Violenza sessuale

Per la Cassazione non è necessaria la commissione di atti di violenza sessuale, essendo sufficiente il contributo causale fornito dal compartecipe alla commissione del reato
Risponde del reato di violenza sessuale di gruppo anche colui che non ha commesso atti di violenza sessuale, ma si sia limita a filmare i crimini commessi dagli altri. Ai fini dell’integrazione del reato di cui all’art. 609-octies c.p., è sufficiente che il compartecipe abbia fornito un contributo causale, materiale o morale, alla commissione del reato.

Lo ha chiarito la Corte di Cassazione, terza sezione penale, nella sentenza n. 29096/2020 confermano nei confronti dell’imputato quindicenne, accusato di sequestro di persona e di violenza penale di gruppo, la misura cautelare della custodia in un istituto penitenziario minorile.

Inutile per la difesa sottolineare una connivenza dell’imputato non punibile stante la “presenza inerte” del giovane sul luogo della perpetrata violenza sessuale di gruppo. La Suprema Corte rammentano che, ai fini della configurabilità del reato di violenza sessuale di gruppo, previsto dall’art. 609-octies c.p., è necessario che più persone riunite partecipino alla commissione del fatto, costituendo tale delitto una fattispecie autonoma di reato necessariamente plurisoggettivo proprio, consistente nella “partecipazione, da parte di più persone riunite, ad atti diviolenza sessuale di cui all’art. 609 bis”, in cui la pluralità di agenti è richiesta come elemento costitutivo (cfr. Cass. n. 36036/2012 e n. 3348/20 Tra l’altro, ed è questo un punto fondamentale rimarcato dalla Corte di Cassazione, non è richiesto che tutti i componenti del gruppo compiano atti di violenza sessuale, in quanto è sufficiente che il compartecipe fornisca un contributo causale, materiale o morale, alla commissione del reato.

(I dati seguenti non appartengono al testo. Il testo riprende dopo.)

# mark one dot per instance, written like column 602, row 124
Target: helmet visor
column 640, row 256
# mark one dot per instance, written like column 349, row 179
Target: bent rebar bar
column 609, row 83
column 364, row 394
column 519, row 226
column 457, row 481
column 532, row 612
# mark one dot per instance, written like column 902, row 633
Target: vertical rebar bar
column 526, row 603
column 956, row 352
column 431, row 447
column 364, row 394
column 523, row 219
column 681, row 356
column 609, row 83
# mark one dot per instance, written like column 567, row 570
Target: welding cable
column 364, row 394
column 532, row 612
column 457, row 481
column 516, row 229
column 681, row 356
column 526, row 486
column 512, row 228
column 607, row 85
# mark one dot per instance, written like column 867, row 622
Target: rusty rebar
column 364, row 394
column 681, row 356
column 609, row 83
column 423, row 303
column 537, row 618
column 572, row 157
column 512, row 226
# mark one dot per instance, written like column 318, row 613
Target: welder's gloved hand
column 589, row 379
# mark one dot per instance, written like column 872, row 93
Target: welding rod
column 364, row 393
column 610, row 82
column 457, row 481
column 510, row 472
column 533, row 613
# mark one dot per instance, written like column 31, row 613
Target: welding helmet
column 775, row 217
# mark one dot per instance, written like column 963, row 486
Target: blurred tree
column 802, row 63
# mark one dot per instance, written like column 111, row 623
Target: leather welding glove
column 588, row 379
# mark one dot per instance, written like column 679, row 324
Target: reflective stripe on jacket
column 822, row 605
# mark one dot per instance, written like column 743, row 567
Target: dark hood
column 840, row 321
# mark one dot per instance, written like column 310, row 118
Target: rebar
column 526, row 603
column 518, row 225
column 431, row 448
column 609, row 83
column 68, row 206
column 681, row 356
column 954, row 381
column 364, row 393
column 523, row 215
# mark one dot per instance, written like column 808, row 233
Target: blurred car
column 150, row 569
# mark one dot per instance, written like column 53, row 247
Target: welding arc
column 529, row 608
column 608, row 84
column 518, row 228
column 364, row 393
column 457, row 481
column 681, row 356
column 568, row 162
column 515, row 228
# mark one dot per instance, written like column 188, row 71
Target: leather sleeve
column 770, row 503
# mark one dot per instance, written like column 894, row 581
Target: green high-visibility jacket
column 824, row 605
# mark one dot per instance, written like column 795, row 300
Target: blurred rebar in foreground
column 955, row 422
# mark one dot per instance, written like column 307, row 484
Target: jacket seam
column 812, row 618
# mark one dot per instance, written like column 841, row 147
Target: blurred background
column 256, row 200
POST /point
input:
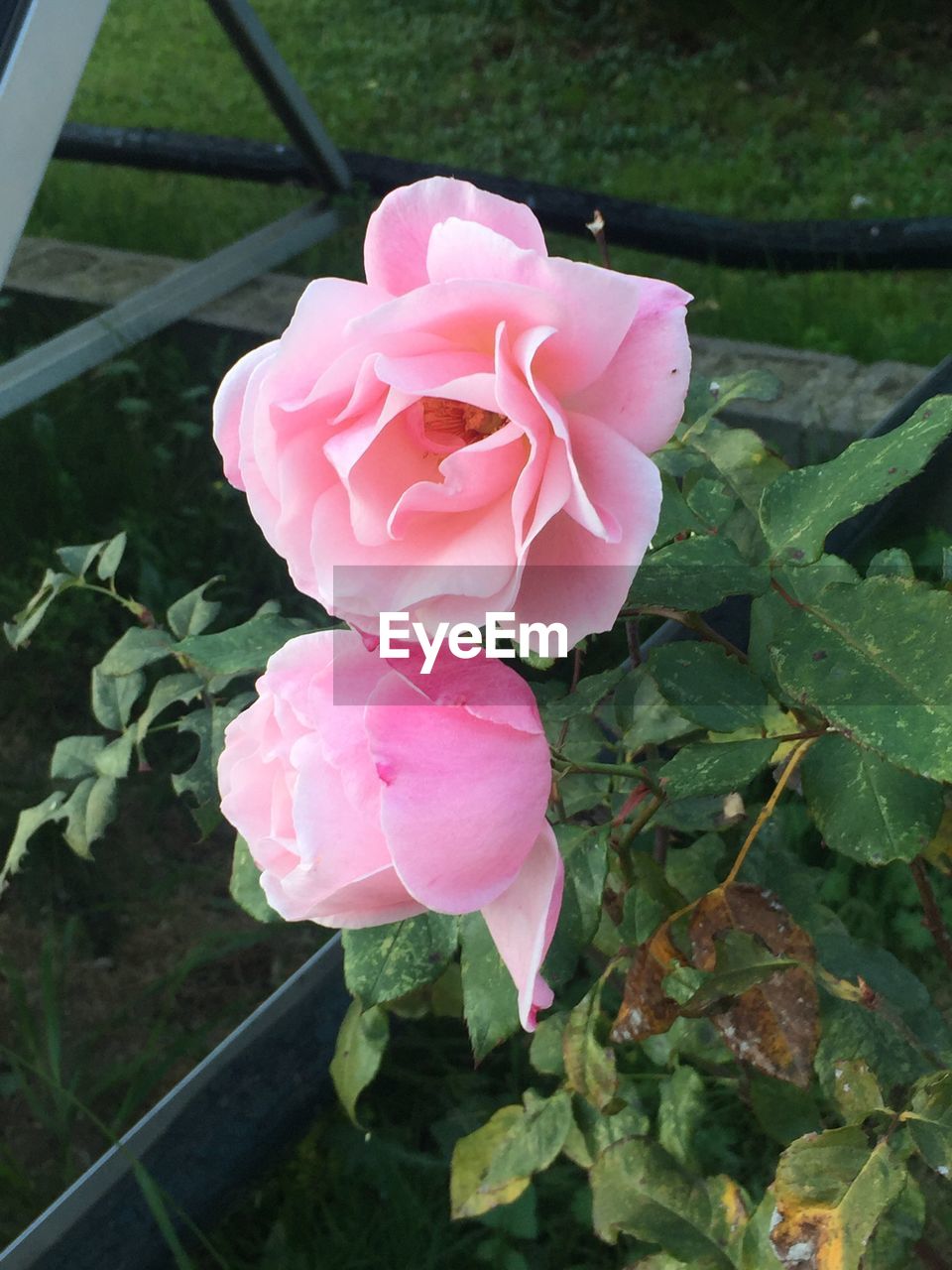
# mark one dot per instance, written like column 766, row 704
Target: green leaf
column 830, row 1193
column 890, row 563
column 638, row 1189
column 546, row 1047
column 696, row 574
column 135, row 649
column 782, row 1110
column 114, row 697
column 705, row 684
column 682, row 1110
column 707, row 769
column 742, row 962
column 589, row 1064
column 359, row 1051
column 856, row 1089
column 76, row 561
column 866, row 808
column 113, row 761
column 644, row 715
column 385, row 962
column 584, row 852
column 490, row 1005
column 31, row 820
column 244, row 648
column 245, row 885
column 801, row 507
column 901, row 1225
column 875, row 658
column 111, row 557
column 191, row 613
column 595, row 1132
column 75, row 757
column 930, row 1121
column 534, row 1142
column 898, row 1033
column 89, row 811
column 208, row 725
column 172, row 690
column 27, row 620
column 472, row 1157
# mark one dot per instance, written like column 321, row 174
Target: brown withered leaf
column 647, row 1008
column 774, row 1026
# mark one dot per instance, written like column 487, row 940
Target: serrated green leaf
column 929, row 1120
column 172, row 690
column 111, row 557
column 638, row 1189
column 830, row 1193
column 490, row 1003
column 708, row 686
column 534, row 1142
column 585, row 856
column 865, row 807
column 742, row 962
column 113, row 697
column 191, row 613
column 31, row 820
column 245, row 885
column 208, row 725
column 890, row 563
column 135, row 649
column 76, row 561
column 589, row 1064
column 856, row 1089
column 362, row 1042
column 696, row 574
column 876, row 659
column 801, row 507
column 898, row 1229
column 705, row 769
column 385, row 962
column 742, row 458
column 594, row 1132
column 89, row 812
column 682, row 1109
column 75, row 757
column 244, row 648
column 27, row 620
column 113, row 760
column 644, row 715
column 472, row 1159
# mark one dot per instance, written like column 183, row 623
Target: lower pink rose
column 429, row 793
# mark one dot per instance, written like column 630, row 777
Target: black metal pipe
column 783, row 246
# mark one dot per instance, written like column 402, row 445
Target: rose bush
column 424, row 795
column 426, row 440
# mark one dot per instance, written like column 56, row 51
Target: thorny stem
column 767, row 810
column 693, row 621
column 932, row 919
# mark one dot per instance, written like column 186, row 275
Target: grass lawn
column 698, row 118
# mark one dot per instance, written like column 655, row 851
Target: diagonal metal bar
column 203, row 1141
column 289, row 102
column 41, row 370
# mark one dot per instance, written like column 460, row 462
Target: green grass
column 760, row 127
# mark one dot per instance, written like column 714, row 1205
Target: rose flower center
column 443, row 420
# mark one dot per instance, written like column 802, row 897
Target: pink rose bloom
column 474, row 411
column 424, row 797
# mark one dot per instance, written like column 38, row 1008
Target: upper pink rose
column 430, row 793
column 476, row 405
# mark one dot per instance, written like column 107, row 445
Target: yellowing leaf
column 830, row 1192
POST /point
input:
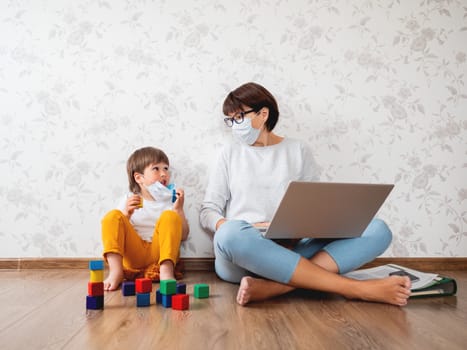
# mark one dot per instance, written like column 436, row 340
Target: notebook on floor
column 326, row 210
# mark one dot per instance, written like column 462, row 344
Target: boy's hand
column 133, row 202
column 178, row 204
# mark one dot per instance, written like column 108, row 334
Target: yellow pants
column 119, row 236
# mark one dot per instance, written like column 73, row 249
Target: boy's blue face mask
column 162, row 193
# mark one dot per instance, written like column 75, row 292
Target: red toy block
column 95, row 289
column 180, row 302
column 143, row 285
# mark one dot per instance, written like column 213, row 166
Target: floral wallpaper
column 376, row 88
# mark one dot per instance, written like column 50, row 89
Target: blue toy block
column 166, row 300
column 181, row 288
column 201, row 290
column 128, row 288
column 168, row 287
column 158, row 297
column 143, row 299
column 96, row 265
column 94, row 303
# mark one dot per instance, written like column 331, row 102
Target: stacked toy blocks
column 95, row 297
column 168, row 288
column 143, row 288
column 128, row 288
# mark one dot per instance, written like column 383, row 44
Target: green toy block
column 201, row 290
column 168, row 287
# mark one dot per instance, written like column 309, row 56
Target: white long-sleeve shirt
column 248, row 182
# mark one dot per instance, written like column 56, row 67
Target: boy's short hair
column 139, row 160
column 255, row 96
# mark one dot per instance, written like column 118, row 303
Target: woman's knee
column 380, row 232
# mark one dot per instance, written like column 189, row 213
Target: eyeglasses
column 237, row 118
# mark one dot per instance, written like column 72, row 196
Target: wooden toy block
column 201, row 290
column 95, row 289
column 143, row 299
column 128, row 288
column 168, row 287
column 143, row 285
column 181, row 288
column 96, row 276
column 180, row 302
column 94, row 303
column 96, row 265
column 166, row 300
column 158, row 297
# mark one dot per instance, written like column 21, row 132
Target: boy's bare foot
column 255, row 289
column 113, row 280
column 393, row 290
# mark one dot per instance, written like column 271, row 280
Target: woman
column 244, row 189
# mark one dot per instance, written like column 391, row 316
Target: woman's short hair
column 139, row 160
column 254, row 96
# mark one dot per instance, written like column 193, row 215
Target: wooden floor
column 45, row 309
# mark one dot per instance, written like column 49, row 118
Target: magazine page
column 424, row 279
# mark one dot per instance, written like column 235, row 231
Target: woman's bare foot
column 393, row 290
column 255, row 289
column 113, row 280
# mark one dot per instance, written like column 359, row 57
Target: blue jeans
column 241, row 250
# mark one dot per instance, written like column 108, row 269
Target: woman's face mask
column 245, row 132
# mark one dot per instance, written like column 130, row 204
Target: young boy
column 143, row 236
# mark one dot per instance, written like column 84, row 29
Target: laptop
column 326, row 210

E neppure, chiarisce la Cassazione, è necessario che i componenti del gruppo assistano al compimento degli atti di violenza sessuale, essendo sufficiente la loro presenza nel luogo e nel momento in cui tali atti vengono compiuti, anche da uno solo dei compartecipi, atteso che la determinazione di quest’ultimo viene rafforzata dalla consapevolezza della presenza del gruppo (cfr. Cass. n. 6464/2000, n. 3348/2003, n. 11560/2010).

Il concetto di “partecipazione“, precisano i giudici, non può essere limitato nel senso di richiedere il compimento, da parte del singolo, di un’attività tipica di violenza sessuale, ovvero che ciascun partecipante ponga in essere in tutto o in parte la condotta descritta dall’art. 609-bis del codice penale.

Secondo un’interpretazione più aderente alle finalità perseguite dal legislatore, deve ritenersi estesa la punibilità (qualora sia comunque realizzato un fatto di violenza sessuale) a qualsiasi condotta partecipativa tenuta in una situazione di effettiva presenza non da mero “spettatore”, sia pure compiacente, sul luogo e al momento del reato, che apporti un reale contributo materiale o morale all’azione collettiva (cfr. Cass. n. 15089/2010, n. 44408/2011).

Nel caso di specie è emersa dalle risultanze probatorie una simile situazione in quanto il ricorrente, presente sul luogo della perpetrata violenza sessuate durante tutto il tempo in cui si erano verificati i fatti, aveva imposto sia un toccamento al seno alla persona offesa e aveva realizzato anche un video dei fatti criminali, manifestando, in ogni caso, una chiara adesione alla violenza di gruppo che rafforzava il proposito criminoso del gruppo stesso.